Question about boundedness of a continuous function $f$ without using open cover and its finite subcover.

Question

Let $f:I=[a,b] \to \mathbb{R}$ be a continuous function. It is given that for any $x \in I$ there exists a neighbourhood $V_\delta(x)$ of $x$ on which $f$ is bounded. Then need to show that $f$ is bounded on $I$.

If I use $I$ is a compact subset of $\mathbb{R}$ and use the open cover definition of compact set the I am able to solve this. But is it possible to solve the above question without using the open cover thing, in particular using real analysis?

I tried and was unable to solve this. Thanks for your concern.

Answer 1

Here is an answer that hides all the topological work. If $f$ is continuous and unbounded so is $|f|$, so assume WLOG that $f$ maps into the non-negative numbers. Then $\tau: [0,1] \to \mathbb R$ defined by $x \mapsto \sup \{ f(y) : y \in [0,x] \}$ is also continuous (this is not too difficult to check) and $\tau(x) \to \infty$ as $x \to 1$, a contradiction.

Answer 2

It follows from the completeness axiom:

Given the closed interval $[a,b]$ and a positive valued function $\delta\colon[a,b]\to (0,\infty)$, a $\delta$-fine tagged partition of $[a,b]$ is a set $$^t\!P_\delta=\{([x_{i-1},x_i],t_i):1\le i\le n\}$$ where $x_0=a$, $x_n=b$, $x_{i-1}<x_i$, and $t_i\in[x_{i-1},x_i]$ for all $1\le i\le n$. Furthermore, for all $1\le i\le n$, $[x_{i-1},x_i]\subseteq (t_i-\delta(t_i),t_i+\delta(t_i))$.

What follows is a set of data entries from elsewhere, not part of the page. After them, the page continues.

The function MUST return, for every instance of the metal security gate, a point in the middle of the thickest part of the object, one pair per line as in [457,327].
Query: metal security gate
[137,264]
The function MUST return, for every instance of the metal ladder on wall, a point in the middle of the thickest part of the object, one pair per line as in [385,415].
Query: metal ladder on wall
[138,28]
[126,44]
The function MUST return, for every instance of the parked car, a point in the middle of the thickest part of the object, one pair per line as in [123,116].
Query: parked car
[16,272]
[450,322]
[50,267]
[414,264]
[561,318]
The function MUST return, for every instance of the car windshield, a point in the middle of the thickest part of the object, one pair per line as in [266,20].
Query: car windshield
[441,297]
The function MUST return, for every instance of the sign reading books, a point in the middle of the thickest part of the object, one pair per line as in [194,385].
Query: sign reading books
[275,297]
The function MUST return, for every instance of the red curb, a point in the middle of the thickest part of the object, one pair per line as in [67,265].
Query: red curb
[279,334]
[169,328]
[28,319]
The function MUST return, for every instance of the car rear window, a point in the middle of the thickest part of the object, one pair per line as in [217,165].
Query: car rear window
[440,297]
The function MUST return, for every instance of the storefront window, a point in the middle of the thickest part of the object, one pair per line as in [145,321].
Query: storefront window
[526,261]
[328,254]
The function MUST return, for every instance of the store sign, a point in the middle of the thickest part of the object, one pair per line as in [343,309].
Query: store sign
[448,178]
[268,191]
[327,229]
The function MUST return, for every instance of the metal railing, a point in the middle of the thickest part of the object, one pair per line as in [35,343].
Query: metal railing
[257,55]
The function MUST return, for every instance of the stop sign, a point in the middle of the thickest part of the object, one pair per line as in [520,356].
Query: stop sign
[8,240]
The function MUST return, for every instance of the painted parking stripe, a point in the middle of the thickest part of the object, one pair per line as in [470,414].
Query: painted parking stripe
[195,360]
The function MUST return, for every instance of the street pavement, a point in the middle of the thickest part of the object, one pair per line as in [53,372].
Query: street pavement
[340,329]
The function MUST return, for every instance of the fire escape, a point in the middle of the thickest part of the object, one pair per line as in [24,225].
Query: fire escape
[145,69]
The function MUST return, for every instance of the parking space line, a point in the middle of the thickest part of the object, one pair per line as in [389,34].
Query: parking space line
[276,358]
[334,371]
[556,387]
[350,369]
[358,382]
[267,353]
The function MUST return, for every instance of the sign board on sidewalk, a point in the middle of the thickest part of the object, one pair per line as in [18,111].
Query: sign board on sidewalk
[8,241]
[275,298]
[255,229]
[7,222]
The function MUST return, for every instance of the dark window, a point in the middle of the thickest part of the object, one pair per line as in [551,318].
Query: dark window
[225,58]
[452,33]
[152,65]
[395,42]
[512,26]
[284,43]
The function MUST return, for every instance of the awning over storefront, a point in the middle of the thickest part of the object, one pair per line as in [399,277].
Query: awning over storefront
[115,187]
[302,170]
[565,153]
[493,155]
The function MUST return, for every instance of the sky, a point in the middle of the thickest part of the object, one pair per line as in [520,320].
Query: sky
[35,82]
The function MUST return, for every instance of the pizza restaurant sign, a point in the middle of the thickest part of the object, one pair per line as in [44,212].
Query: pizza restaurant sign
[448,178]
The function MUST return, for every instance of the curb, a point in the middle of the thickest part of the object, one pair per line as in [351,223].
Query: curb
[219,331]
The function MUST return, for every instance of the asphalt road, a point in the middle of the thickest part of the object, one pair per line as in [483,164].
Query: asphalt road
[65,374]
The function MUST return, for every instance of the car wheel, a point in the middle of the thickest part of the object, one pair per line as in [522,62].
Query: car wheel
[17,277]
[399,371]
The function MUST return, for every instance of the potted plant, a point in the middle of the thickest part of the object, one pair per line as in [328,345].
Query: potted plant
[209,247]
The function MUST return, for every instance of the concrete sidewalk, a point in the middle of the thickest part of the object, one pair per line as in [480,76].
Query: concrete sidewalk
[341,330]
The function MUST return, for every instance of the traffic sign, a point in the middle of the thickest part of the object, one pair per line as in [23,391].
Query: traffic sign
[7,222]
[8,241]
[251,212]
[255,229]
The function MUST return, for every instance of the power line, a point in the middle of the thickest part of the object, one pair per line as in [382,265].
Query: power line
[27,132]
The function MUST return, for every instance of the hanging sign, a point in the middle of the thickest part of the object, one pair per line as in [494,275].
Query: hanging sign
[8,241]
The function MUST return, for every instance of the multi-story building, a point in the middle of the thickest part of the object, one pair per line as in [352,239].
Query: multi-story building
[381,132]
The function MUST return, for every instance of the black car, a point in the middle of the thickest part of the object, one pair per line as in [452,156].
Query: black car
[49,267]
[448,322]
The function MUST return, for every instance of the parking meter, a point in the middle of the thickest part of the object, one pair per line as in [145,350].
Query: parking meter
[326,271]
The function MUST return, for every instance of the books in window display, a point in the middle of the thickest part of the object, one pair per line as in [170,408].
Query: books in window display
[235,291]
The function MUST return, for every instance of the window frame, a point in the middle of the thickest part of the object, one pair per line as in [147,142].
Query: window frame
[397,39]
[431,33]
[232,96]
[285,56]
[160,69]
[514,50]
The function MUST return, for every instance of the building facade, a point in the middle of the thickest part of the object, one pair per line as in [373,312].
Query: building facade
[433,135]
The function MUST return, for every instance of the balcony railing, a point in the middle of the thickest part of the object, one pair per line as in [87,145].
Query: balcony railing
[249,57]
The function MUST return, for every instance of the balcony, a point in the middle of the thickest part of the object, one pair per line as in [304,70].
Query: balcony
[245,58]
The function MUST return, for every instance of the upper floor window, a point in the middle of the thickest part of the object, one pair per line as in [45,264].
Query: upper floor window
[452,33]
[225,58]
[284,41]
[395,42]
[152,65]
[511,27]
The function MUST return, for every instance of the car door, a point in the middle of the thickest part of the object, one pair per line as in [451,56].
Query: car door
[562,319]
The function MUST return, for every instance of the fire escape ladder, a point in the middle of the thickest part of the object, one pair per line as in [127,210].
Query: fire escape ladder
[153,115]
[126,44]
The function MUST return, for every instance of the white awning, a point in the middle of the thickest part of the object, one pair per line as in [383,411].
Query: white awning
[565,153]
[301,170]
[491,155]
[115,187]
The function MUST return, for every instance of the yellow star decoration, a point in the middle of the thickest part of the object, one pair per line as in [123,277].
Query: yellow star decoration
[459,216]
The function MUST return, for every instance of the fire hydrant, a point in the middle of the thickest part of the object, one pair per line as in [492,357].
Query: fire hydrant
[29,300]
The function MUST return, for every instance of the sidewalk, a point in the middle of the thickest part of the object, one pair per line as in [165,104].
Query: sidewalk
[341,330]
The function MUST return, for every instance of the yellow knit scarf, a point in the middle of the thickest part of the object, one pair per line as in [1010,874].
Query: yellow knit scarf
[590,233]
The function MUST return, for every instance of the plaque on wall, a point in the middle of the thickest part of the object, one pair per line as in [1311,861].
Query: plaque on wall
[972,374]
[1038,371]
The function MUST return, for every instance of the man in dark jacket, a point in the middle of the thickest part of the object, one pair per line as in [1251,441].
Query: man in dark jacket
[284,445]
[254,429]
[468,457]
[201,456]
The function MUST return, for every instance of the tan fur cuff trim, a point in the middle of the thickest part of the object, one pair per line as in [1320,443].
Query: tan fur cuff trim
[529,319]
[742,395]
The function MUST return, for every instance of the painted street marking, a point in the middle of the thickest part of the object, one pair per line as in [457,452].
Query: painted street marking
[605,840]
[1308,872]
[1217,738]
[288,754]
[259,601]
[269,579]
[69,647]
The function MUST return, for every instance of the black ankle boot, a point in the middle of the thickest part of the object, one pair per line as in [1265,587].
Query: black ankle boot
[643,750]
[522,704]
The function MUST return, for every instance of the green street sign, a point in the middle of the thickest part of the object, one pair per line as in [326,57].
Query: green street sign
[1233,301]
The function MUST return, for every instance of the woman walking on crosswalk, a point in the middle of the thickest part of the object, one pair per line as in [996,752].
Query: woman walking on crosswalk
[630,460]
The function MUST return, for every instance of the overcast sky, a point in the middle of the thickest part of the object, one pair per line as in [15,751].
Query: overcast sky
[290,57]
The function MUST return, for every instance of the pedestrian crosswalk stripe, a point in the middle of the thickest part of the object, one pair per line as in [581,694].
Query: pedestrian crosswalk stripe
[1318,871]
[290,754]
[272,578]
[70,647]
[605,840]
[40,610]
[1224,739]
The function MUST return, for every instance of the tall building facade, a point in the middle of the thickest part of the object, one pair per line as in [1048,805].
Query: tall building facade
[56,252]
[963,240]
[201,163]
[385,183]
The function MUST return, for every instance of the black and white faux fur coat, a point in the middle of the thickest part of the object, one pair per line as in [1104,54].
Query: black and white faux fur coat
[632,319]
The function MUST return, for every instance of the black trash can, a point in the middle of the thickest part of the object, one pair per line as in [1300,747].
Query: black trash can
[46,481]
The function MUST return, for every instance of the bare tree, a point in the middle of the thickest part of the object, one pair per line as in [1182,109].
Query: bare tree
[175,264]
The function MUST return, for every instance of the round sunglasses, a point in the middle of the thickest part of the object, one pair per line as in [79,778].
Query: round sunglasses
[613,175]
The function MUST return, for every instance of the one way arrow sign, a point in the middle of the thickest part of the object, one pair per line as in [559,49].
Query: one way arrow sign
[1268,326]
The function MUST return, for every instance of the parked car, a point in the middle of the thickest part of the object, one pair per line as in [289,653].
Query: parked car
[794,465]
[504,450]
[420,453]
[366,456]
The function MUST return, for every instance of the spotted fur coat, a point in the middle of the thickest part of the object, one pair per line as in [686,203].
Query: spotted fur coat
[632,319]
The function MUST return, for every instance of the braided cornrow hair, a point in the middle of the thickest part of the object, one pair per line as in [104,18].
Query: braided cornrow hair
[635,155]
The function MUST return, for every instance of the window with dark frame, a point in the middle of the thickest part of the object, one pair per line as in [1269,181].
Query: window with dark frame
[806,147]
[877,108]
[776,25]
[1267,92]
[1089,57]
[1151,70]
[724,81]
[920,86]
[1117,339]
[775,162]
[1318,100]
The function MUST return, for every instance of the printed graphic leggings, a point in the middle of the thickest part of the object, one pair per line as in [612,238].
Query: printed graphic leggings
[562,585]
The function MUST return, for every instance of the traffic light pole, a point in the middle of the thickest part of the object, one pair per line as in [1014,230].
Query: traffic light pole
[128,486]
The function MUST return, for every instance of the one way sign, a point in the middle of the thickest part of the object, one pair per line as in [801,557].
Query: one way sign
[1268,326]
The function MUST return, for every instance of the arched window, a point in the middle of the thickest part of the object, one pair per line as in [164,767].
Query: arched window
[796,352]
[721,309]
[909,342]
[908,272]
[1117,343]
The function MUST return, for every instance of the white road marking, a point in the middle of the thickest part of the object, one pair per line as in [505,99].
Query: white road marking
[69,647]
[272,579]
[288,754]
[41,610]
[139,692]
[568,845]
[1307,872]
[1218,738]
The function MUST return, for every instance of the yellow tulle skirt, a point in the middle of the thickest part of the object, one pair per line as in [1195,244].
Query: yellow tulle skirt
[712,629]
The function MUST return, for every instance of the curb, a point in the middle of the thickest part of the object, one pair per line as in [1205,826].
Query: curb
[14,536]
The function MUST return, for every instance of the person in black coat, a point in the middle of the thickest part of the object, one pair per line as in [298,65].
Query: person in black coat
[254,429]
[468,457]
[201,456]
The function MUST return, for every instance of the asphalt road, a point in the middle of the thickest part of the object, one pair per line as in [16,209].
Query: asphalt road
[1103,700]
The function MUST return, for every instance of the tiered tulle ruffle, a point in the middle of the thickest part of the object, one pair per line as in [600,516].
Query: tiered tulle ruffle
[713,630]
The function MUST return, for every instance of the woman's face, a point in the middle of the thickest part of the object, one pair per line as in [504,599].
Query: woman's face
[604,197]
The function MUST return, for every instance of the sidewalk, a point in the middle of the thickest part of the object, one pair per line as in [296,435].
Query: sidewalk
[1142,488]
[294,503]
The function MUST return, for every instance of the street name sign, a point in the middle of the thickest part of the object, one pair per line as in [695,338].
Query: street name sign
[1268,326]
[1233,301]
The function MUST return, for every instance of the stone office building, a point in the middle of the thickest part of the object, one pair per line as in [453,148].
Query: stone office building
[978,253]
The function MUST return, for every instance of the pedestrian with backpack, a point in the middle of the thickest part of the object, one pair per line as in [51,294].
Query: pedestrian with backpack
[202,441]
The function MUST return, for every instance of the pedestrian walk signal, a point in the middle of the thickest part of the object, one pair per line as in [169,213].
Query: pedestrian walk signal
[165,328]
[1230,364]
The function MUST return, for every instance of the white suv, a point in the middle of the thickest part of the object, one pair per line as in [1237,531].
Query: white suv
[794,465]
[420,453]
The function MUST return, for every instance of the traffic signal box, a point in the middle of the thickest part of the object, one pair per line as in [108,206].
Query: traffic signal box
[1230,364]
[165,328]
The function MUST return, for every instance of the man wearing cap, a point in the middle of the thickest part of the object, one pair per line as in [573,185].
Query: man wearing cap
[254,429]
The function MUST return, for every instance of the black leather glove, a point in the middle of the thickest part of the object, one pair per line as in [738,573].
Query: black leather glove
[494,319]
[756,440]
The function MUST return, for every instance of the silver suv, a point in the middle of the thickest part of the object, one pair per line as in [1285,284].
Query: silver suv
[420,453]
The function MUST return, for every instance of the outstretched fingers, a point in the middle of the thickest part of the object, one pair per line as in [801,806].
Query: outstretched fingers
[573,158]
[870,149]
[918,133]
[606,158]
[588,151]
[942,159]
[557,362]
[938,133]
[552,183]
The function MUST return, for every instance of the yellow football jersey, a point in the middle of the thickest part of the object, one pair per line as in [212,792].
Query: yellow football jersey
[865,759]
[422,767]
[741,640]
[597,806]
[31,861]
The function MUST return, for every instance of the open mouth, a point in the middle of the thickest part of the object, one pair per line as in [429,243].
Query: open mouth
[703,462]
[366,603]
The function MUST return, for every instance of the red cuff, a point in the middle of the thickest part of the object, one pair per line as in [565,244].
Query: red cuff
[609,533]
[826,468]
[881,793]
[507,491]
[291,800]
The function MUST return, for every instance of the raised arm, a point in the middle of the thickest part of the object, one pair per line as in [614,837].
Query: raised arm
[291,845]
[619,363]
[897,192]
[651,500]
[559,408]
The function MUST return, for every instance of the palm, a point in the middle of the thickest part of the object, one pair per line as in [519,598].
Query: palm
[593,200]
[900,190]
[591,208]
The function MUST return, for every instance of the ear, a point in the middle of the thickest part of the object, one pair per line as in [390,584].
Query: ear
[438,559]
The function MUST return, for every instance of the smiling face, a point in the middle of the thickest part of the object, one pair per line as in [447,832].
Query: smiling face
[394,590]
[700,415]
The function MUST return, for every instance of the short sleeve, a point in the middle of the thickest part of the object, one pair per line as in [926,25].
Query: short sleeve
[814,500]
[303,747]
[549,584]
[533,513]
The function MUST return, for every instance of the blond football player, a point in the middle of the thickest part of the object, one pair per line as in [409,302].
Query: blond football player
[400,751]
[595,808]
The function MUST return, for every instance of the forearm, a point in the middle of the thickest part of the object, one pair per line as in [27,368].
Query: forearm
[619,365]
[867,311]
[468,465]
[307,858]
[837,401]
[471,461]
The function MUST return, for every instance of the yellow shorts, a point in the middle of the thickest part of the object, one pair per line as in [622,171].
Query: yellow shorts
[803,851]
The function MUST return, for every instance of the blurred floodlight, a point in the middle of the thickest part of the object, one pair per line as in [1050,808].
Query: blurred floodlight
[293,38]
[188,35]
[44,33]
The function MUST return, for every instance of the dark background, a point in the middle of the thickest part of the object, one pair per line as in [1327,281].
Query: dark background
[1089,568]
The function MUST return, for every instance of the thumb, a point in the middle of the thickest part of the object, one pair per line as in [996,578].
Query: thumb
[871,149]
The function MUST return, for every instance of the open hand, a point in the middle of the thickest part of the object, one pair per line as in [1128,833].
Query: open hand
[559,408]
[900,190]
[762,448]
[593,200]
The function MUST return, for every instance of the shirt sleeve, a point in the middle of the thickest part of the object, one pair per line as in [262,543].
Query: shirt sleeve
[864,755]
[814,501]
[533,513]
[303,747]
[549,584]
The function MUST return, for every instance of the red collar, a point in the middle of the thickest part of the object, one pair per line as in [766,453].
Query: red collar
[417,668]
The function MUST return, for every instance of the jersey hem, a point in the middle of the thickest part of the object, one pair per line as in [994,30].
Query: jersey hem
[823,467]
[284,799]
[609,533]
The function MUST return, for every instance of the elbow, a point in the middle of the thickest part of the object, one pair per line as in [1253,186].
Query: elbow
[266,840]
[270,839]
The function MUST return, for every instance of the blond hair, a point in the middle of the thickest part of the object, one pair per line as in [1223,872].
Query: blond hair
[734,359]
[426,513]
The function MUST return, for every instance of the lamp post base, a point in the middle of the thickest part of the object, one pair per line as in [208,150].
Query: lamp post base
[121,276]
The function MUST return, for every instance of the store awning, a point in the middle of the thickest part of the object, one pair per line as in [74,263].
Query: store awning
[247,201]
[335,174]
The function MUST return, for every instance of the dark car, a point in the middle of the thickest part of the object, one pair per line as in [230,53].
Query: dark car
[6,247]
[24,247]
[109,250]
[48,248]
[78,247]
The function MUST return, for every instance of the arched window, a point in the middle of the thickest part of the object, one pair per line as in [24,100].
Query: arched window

Theorem: For any interval $[a,b]$ and function $\delta\colon[a,b]\to (0,\infty)$, there exists a $\delta$-fine tagged partition of $[a,b]$.

Proof: Let $D$ be the set of all numbers $x$, where $a<x\le b$, for which there is a $\delta$-fine tagged partition of $[a,x]$. By taking $x=a+\delta(a)/2$, we see that $\{([a,a+\delta(a)/2],a)\}$ is a $\delta$-fine tagged partition of $[a,a+\delta(a)/2]$. Thus, $D$ is non-empty. Since $D$ is bounded above by $b$, it has a least upper bound --- call it $\beta$. We claim that $\beta\in D$ and $\beta=b$, and conclude that there is a $\delta$-fine tagged partition of $[a,b]$.

First we must show that $\beta\in D$. Since $\beta$ is the least upper bound of $D$, there is some $r\in(0,\delta(\beta)/2)$ such that we have a $\delta$-fine tagged partition of $[a,\beta-r]$. If necessary, we can remove tagged intervals or part of tagged intervals from this partition to obtain a $\delta$-fine tagged partition of $[a,\beta-\delta(\beta)/2]$. By adjoining the singleton $\{([\beta-\delta(\beta)/2,\beta],\beta)\}$, we have a $\delta$-fine tagged partition of $[a,\beta]$.

Now suppose that $\beta<b$, and let $^t\!P_\delta=\{([x_{i-1},x_i],t_i):1\le i\le n\}$ be a $\delta$-fine tagged partition of $[a,\beta]$. Then since $\delta(\beta)$ is positive, we can extend $^t\!P_\delta$ to the tagged partition $^t\!P_\delta \cup \{([\beta,\beta+\delta(\beta)/2],\beta)\}$. Since this is a $\delta$-fine tagged partition of $[a,\beta+\delta(\beta)/2)]$, we have a contradiction (since we said $\beta$ is an upper bound for $D$ and have shown that $\beta+\delta(\beta)/2\in D$). Thus $\beta=b$, as desired.

Now let $\delta(x)$ be any positive value of $x$ such that $f$ is bounded on $(x-\delta(x),x+\delta(x))$. The previous theorem gives a $\delta$-fine tagged partition which by definition is finite.